Hi
I have created a view in bigquery that calls data from various bigquery tables which are populated from google sheets on a scheduled refresh at various intervals. How do I create a new column in my view that pulls the last scheduled refresh from one of the tables?
I hope that makes sense.
Thanks!
You can create a new column in your BigQuery view that pulls the last scheduled refresh time from one of the tables by using the _PARTITIONTIME
pseudo column or the LAST_MODIFIED_TIME
metadata. Here's how you can do it:
Using _PARTITIONTIME (for partitioned tables)
If the table you're pulling data from is partitioned, you can use the _PARTITIONTIME
pseudo column to get the timestamp of the last refresh. Here's an example SQL query:
CREATE OR REPLACE VIEW your_project.your_dataset.your_view AS
SELECT
*,
MAX(_PARTITIONTIME) AS last_refresh_time
FROM
your_project.your_dataset.your_table
GROUP BY
your_columns;
Using LAST_MODIFIED_TIME (for non-partitioned tables)

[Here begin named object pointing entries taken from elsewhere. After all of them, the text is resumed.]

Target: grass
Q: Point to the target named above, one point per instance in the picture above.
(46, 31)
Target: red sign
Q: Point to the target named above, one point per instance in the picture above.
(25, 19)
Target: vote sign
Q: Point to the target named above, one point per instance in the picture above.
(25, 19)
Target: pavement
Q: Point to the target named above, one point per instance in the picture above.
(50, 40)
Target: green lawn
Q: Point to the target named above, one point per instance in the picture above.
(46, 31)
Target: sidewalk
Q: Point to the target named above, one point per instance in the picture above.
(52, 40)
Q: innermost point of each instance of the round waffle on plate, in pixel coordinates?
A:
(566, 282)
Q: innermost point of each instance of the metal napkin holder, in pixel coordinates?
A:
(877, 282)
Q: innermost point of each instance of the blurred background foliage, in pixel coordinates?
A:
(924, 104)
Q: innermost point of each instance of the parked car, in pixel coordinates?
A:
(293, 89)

If the table is not partitioned, you can use the LAST_MODIFIED_TIME
metadata to get the last refresh time. Here's an example
CREATE OR REPLACE VIEW your_project.your_dataset.your_view AS
SELECT
*,
TIMESTAMP_MICROS(
(SELECT LAST_MODIFIED_TIME
FROM your_project.your_dataset.__TABLES__
WHERE table_id='your_table')
) AS last_refresh_time
FROM
your_project.your_dataset.your_table;
Make sure to replace your_project
, your_dataset
, your_view
, and your_table
with the appropriate names for your project, dataset, view, and table.
Note that the LAST_MODIFIED_TIME
approach will give you the last time the table itself was modified, which may or may not correspond to the last refresh time of the data from Google Sheets, depending on how your pipeline is set up. If you have control over the refresh process, you might consider adding a timestamp column to the table itself that gets updated with the current time whenever the data is refreshed, and then you can simply select that column in your view.